Technology management is a challenge both in good times and in bad. In good times, the challenge is how to spend the money wisely; and in bad times, the challenge also is how to spend the money wisely. No, this is not a typo. This is the job of IT management. The money may be there, or there may not be enough of it, but the challenge is the same. If you are not careful during the good times, however, you may not weather the rough patches. I have seen it many times before: Technology management often has failed to build a sustainable practical environment for the businesses. In doing that (or not doing just that), technology management as a practice is in a bind.
When the money is tight, "rationalization" becomes king. It is as though technology management always is "irrational," with the need to be rationalized every now and then. Why organizations lack long-term vision when it comes to operational infrastructure is something that is worth both examining and lamenting.
The silver lining of the current crisis (if there is one) is that it has exposed a well-known but often ignored fact about the state of IT in the financial industry. The heavy footprint of technology's infrastructure in the financial industry is staggering. However, it is truly appalling and exceptionally frightening when you hear about the status of IT in some organizations.
It is not easy to grasp and agree with the rationale used to justify why some projects were implemented the way they were or why they even got funded in the first place. The situation is so deplorable and complex that untangling the web woven through rationalization would be an act of magic.

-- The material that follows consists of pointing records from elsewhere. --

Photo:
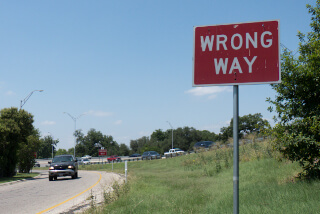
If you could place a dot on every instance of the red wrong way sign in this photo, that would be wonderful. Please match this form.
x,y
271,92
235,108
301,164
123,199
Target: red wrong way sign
x,y
234,54
102,152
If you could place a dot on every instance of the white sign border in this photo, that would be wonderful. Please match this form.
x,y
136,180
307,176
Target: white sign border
x,y
230,84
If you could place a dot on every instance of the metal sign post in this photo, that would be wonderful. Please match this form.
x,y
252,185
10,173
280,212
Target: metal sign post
x,y
126,169
237,54
235,149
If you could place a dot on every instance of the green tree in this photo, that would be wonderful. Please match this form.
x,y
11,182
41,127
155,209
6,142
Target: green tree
x,y
18,138
298,101
26,159
251,123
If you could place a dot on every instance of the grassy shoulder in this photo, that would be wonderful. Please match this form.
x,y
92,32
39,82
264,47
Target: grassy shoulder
x,y
18,176
203,183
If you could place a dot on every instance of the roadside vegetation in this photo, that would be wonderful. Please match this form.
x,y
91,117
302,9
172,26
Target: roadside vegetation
x,y
18,176
203,183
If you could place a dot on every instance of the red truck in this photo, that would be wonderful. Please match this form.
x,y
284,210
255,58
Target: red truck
x,y
114,158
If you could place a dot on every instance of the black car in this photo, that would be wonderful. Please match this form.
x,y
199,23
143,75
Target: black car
x,y
149,155
63,165
135,155
203,145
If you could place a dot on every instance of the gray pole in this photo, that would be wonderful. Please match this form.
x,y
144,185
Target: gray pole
x,y
75,128
235,149
126,169
22,102
171,132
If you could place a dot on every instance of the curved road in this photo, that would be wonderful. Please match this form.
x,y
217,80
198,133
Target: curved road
x,y
38,195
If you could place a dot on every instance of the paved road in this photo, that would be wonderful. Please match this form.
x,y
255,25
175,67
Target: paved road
x,y
41,196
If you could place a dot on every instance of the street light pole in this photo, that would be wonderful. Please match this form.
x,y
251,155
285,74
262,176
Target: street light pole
x,y
51,143
171,132
22,102
75,128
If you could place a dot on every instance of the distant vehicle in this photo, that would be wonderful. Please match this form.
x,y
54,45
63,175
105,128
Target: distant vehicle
x,y
203,145
135,155
63,165
87,156
113,158
149,155
174,152
85,161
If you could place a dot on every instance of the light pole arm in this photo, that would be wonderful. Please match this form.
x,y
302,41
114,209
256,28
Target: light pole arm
x,y
22,102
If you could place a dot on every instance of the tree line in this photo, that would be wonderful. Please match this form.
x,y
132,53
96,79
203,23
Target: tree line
x,y
296,134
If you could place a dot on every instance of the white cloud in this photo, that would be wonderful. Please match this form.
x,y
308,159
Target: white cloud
x,y
10,93
48,123
118,122
211,92
98,113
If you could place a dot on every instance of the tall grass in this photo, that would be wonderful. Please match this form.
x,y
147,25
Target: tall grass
x,y
203,183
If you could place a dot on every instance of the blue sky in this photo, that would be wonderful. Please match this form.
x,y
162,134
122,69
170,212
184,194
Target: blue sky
x,y
126,65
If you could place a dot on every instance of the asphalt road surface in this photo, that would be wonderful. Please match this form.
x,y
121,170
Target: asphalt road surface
x,y
65,195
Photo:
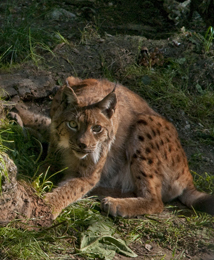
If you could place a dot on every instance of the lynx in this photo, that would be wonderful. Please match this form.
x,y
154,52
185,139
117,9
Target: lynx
x,y
111,140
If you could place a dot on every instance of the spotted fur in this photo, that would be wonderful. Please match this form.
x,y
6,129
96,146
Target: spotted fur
x,y
137,152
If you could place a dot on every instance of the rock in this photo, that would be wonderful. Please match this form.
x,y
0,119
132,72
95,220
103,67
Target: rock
x,y
37,86
18,200
60,14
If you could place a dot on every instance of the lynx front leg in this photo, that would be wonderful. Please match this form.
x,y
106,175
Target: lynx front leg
x,y
148,201
75,188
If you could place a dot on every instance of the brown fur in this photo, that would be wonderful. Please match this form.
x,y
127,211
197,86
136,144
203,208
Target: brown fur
x,y
136,152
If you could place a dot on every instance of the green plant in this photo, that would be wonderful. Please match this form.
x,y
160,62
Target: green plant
x,y
21,37
208,38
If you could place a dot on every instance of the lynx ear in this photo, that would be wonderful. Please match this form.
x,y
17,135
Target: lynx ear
x,y
69,96
108,104
70,81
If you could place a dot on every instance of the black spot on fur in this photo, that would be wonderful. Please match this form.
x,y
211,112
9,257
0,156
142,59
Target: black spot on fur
x,y
149,136
143,173
148,150
158,131
142,158
178,158
141,138
142,122
157,145
154,133
150,161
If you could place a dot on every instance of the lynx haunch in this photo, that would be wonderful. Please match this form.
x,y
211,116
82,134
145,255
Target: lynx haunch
x,y
112,141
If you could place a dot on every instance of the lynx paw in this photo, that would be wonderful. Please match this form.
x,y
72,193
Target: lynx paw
x,y
114,207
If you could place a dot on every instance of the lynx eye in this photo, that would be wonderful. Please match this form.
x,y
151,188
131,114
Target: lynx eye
x,y
97,128
72,125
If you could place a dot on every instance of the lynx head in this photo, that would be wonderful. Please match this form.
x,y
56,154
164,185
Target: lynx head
x,y
82,126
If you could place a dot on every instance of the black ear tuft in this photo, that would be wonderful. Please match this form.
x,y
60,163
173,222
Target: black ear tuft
x,y
68,96
108,104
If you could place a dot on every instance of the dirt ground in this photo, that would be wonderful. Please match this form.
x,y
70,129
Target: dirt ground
x,y
108,52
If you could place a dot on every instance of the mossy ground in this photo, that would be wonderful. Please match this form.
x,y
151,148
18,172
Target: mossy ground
x,y
181,90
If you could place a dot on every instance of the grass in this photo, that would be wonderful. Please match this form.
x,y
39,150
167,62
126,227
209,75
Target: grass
x,y
22,37
176,230
166,88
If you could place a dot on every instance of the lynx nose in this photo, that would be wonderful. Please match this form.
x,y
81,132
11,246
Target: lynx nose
x,y
82,145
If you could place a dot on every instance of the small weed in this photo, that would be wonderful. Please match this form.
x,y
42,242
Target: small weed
x,y
205,182
89,33
208,38
19,34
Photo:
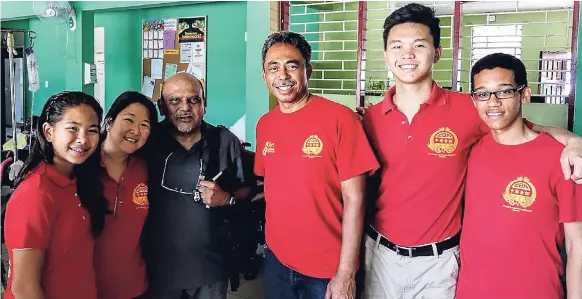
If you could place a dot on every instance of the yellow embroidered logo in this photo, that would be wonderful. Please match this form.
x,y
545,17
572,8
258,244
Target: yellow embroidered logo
x,y
140,196
520,194
269,148
312,146
443,143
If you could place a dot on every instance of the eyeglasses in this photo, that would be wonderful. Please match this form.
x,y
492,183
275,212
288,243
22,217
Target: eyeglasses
x,y
194,193
499,94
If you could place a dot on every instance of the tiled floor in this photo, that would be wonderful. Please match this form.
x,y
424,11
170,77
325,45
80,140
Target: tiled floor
x,y
253,289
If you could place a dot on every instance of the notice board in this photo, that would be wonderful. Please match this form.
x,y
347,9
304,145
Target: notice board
x,y
171,46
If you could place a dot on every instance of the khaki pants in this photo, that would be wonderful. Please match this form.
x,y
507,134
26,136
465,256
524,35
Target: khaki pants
x,y
392,276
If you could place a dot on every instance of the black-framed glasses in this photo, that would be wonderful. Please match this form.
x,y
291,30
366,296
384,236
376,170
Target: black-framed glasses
x,y
499,94
194,193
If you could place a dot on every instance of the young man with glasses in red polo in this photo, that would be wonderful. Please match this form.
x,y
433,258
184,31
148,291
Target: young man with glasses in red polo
x,y
195,172
518,207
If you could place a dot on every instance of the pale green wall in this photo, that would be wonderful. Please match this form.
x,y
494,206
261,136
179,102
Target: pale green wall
x,y
442,72
531,46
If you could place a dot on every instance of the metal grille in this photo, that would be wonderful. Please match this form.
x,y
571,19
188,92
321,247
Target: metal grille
x,y
331,29
540,36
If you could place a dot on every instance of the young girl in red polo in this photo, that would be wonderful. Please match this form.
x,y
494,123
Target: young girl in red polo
x,y
119,266
56,211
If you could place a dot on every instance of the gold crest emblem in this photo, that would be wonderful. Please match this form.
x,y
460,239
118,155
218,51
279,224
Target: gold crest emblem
x,y
443,143
269,148
520,193
140,195
312,146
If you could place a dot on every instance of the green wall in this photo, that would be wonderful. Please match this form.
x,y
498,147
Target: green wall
x,y
558,38
225,56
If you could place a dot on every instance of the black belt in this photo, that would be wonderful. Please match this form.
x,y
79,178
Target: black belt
x,y
425,250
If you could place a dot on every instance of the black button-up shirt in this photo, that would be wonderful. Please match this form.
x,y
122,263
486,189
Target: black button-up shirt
x,y
185,244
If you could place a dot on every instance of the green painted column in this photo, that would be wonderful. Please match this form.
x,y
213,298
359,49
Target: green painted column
x,y
257,94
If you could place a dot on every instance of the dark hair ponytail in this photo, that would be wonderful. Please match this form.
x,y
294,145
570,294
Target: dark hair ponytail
x,y
89,189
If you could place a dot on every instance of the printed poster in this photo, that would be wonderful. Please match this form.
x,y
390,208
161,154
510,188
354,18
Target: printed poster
x,y
185,52
198,53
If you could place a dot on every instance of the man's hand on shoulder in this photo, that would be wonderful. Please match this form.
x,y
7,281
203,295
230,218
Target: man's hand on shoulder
x,y
571,160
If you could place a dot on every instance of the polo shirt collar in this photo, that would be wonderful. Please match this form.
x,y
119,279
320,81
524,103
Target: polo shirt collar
x,y
54,175
437,97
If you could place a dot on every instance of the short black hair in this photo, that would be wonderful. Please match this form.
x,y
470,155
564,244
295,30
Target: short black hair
x,y
414,13
296,40
504,61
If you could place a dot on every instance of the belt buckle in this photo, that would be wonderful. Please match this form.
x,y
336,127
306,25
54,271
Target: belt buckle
x,y
405,248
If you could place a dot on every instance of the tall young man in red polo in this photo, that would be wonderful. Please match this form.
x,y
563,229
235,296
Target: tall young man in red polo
x,y
422,135
314,156
518,207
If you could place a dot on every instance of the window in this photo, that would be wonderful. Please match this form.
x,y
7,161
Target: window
x,y
496,39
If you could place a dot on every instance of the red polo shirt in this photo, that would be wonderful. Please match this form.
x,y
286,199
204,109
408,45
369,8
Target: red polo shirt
x,y
304,156
424,163
516,201
119,266
45,213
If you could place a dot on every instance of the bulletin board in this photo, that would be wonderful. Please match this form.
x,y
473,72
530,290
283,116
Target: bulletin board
x,y
171,46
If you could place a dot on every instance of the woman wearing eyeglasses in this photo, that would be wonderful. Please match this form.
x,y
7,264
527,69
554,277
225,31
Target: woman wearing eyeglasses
x,y
120,269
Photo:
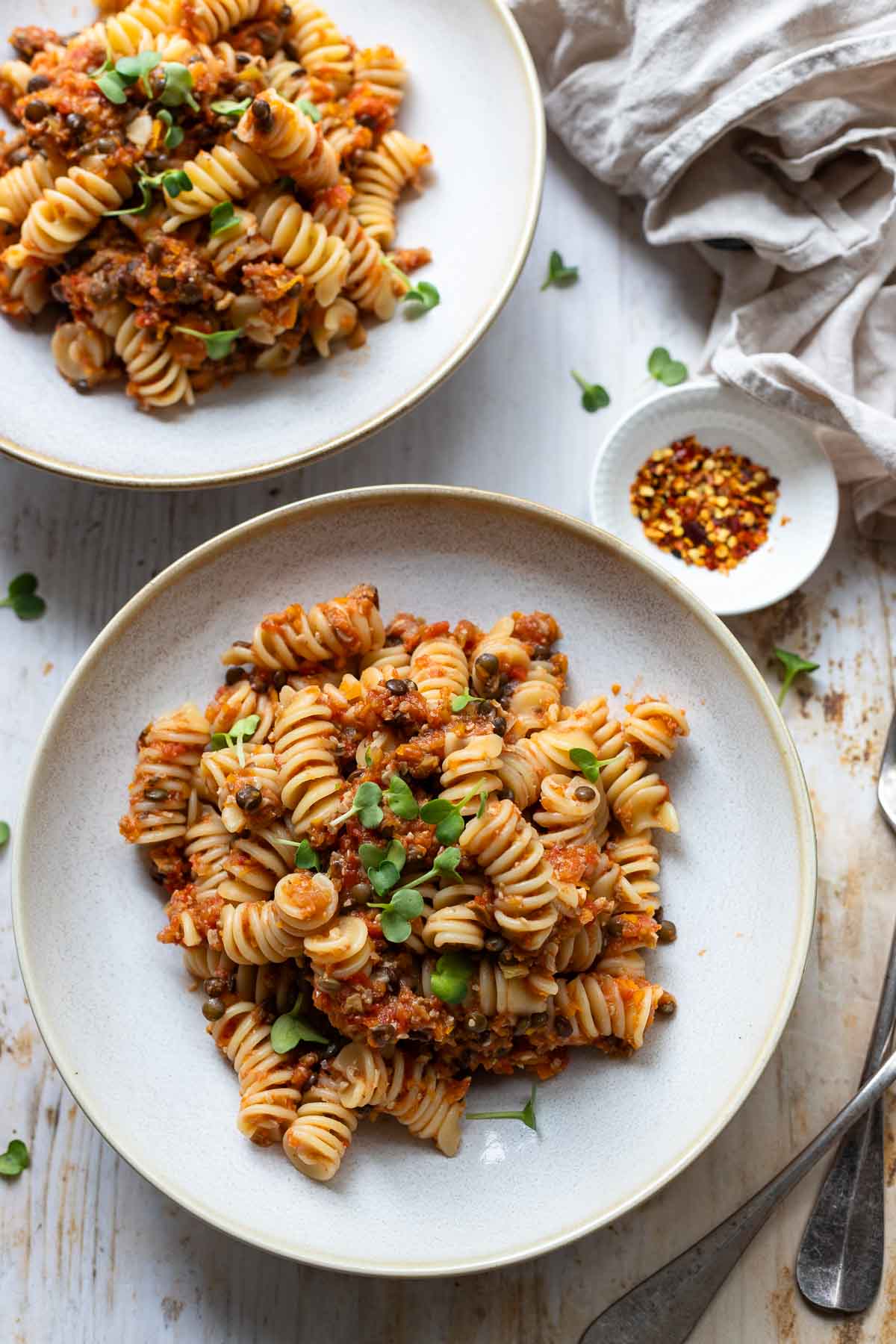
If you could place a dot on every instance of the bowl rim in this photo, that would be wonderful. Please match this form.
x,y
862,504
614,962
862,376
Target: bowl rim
x,y
711,386
292,515
335,444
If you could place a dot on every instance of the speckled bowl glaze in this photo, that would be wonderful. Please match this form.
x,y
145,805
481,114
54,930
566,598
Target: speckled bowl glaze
x,y
87,914
716,414
476,214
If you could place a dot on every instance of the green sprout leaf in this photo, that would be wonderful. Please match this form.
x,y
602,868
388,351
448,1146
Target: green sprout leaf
x,y
240,730
222,217
665,369
15,1159
558,273
22,597
227,108
527,1115
366,806
290,1027
588,764
173,136
794,665
594,396
178,87
425,295
452,977
401,800
218,344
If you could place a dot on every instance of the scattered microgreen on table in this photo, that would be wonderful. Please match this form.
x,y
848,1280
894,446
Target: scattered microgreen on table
x,y
665,369
22,596
794,665
527,1115
218,344
558,273
594,396
15,1159
234,738
290,1027
588,764
366,806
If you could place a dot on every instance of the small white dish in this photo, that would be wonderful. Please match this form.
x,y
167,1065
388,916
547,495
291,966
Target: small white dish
x,y
131,1042
476,214
805,519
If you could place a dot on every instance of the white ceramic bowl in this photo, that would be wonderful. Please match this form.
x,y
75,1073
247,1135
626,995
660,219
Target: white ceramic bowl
x,y
129,1041
476,214
718,416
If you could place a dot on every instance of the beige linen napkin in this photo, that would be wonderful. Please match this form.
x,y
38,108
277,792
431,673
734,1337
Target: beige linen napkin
x,y
771,121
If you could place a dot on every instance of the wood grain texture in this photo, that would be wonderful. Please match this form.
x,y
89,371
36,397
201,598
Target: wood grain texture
x,y
89,1251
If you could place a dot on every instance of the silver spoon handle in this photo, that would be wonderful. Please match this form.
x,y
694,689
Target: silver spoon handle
x,y
841,1254
667,1307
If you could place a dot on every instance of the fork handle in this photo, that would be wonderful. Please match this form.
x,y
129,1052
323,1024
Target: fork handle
x,y
667,1307
841,1254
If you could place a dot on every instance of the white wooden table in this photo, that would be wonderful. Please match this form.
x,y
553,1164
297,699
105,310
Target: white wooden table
x,y
89,1251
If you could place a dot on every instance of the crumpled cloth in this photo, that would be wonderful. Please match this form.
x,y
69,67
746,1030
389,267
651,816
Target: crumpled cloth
x,y
771,121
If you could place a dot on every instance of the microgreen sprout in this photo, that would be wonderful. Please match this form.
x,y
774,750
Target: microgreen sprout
x,y
218,344
15,1159
401,800
234,738
290,1027
665,369
594,396
452,977
366,806
220,218
588,764
383,866
425,295
558,273
793,665
227,108
304,855
527,1115
22,596
173,134
448,818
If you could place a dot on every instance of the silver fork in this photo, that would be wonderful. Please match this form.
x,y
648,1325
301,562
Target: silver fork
x,y
667,1307
841,1256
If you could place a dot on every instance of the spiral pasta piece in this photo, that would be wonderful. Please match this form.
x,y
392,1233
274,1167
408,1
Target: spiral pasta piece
x,y
370,282
269,1100
227,172
301,243
66,213
379,181
287,137
320,1135
206,20
383,72
573,809
469,769
22,186
81,351
168,752
600,1006
653,727
341,951
155,376
509,853
308,774
438,665
320,46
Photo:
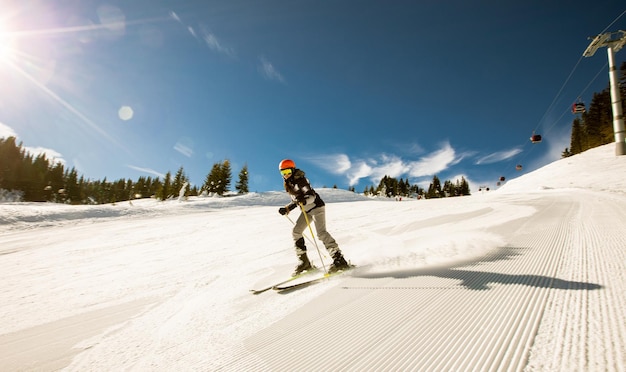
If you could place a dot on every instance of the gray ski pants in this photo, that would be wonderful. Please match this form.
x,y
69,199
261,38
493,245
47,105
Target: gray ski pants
x,y
317,216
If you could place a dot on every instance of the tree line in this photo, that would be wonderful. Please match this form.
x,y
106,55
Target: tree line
x,y
594,127
37,179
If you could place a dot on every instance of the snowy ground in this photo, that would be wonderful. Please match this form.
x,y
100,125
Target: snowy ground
x,y
532,276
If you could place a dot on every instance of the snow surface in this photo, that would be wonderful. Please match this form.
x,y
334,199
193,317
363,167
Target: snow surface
x,y
529,277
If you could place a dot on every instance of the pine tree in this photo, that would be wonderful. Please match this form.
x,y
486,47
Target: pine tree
x,y
180,179
434,190
226,177
166,188
242,184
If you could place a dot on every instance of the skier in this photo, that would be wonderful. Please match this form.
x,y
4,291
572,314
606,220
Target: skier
x,y
303,195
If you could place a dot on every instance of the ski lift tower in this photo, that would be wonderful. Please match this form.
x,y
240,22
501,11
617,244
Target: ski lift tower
x,y
613,41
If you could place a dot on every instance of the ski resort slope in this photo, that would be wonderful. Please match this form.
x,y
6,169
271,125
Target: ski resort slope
x,y
529,277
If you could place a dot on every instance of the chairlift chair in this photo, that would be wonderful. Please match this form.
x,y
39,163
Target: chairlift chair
x,y
535,138
578,107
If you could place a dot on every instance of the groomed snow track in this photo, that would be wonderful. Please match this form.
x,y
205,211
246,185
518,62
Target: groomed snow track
x,y
517,309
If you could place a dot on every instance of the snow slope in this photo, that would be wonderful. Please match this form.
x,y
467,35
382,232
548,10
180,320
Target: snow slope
x,y
529,277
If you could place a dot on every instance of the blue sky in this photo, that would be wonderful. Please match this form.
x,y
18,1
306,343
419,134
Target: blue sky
x,y
350,90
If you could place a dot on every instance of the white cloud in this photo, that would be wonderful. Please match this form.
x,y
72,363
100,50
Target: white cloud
x,y
269,72
213,42
498,156
146,170
53,156
174,16
183,149
388,165
336,164
432,164
6,131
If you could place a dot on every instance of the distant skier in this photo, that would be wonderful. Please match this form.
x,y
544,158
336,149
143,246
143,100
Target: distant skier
x,y
301,192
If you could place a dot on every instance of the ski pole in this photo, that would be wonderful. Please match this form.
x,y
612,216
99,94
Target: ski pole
x,y
308,223
306,236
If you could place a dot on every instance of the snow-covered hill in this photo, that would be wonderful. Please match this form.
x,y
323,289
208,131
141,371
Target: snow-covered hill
x,y
529,276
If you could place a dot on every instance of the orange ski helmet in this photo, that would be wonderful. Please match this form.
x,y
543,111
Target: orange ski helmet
x,y
286,164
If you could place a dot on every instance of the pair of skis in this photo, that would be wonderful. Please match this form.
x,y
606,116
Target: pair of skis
x,y
293,283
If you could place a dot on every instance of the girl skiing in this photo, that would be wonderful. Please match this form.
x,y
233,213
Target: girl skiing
x,y
312,205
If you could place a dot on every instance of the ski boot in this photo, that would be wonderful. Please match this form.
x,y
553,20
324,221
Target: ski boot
x,y
304,264
339,263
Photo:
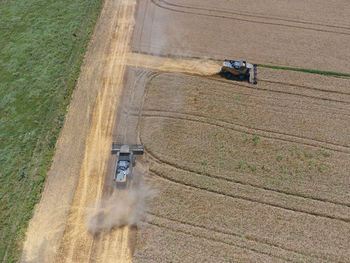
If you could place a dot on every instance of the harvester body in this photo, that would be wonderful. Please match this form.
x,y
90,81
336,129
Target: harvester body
x,y
239,70
126,160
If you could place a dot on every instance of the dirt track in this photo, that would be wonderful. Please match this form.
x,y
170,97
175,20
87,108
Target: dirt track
x,y
110,101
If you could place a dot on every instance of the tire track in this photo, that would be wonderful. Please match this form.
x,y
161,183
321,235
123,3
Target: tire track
x,y
268,134
254,16
158,160
214,239
162,4
236,235
249,199
216,78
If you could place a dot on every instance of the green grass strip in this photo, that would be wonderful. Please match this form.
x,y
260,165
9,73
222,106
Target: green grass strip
x,y
42,47
312,71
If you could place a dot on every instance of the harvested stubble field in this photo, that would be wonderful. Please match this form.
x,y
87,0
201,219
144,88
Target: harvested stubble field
x,y
302,34
247,174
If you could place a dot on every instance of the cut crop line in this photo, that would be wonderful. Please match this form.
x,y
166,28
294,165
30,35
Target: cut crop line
x,y
231,233
254,15
215,78
163,5
252,131
286,68
312,71
213,239
249,199
243,183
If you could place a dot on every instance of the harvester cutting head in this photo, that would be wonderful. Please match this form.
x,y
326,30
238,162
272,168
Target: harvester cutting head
x,y
239,70
125,162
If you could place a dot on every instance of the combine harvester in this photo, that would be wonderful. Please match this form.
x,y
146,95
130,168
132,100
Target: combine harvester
x,y
125,162
239,70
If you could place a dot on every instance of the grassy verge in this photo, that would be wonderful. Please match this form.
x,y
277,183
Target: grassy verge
x,y
42,46
313,71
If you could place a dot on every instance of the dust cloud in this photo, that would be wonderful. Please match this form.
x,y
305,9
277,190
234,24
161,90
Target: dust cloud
x,y
123,207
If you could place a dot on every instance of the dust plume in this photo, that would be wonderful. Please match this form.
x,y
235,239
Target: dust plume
x,y
191,66
121,208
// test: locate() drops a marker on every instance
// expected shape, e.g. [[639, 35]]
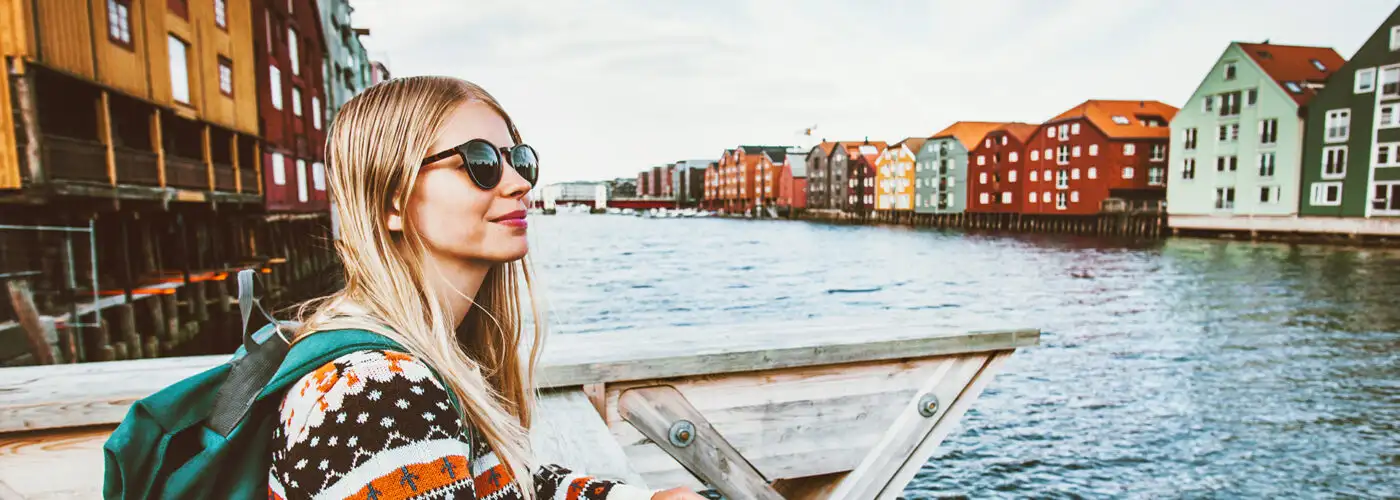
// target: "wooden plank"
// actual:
[[53, 465], [569, 432], [654, 411], [84, 394], [23, 303]]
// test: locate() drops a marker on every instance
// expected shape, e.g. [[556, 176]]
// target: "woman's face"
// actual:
[[457, 219]]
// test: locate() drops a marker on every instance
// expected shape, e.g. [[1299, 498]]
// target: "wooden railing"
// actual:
[[72, 158], [224, 178], [185, 172], [137, 167]]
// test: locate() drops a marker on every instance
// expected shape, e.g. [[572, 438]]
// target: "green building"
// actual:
[[1351, 149], [1238, 144]]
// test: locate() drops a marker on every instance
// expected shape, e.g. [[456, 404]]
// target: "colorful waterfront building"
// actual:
[[140, 101], [347, 69], [1236, 147], [860, 175], [1099, 156], [895, 175], [996, 170], [941, 167], [1351, 146]]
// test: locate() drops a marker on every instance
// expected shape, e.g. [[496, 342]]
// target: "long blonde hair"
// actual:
[[374, 149]]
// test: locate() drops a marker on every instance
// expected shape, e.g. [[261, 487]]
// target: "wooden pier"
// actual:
[[822, 409]]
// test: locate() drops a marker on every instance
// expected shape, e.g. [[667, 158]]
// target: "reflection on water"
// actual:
[[1166, 369]]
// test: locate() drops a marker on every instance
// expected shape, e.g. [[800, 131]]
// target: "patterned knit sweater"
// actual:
[[377, 425]]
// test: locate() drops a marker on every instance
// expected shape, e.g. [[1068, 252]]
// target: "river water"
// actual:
[[1178, 369]]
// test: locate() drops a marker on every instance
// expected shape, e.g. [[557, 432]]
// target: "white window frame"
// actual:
[[1365, 81], [1326, 154], [279, 170], [1319, 195], [275, 80]]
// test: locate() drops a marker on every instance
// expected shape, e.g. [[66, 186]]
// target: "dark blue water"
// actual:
[[1179, 369]]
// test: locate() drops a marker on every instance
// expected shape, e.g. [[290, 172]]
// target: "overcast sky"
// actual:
[[606, 88]]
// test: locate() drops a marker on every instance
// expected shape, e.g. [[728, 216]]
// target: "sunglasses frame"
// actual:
[[503, 157]]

Senior executives are suspicious and cautious of their IT people. Inefficiencies are so rampant that if business executives ran their companies in a similar fashion, there no longer would be a business to run. IT management brought that mind-set upon itself, and things are nearly beyond redemption. Everything that could possibly help manage growth in spending has been tried except what is really required: continuous rationalization, whether times are good or bad.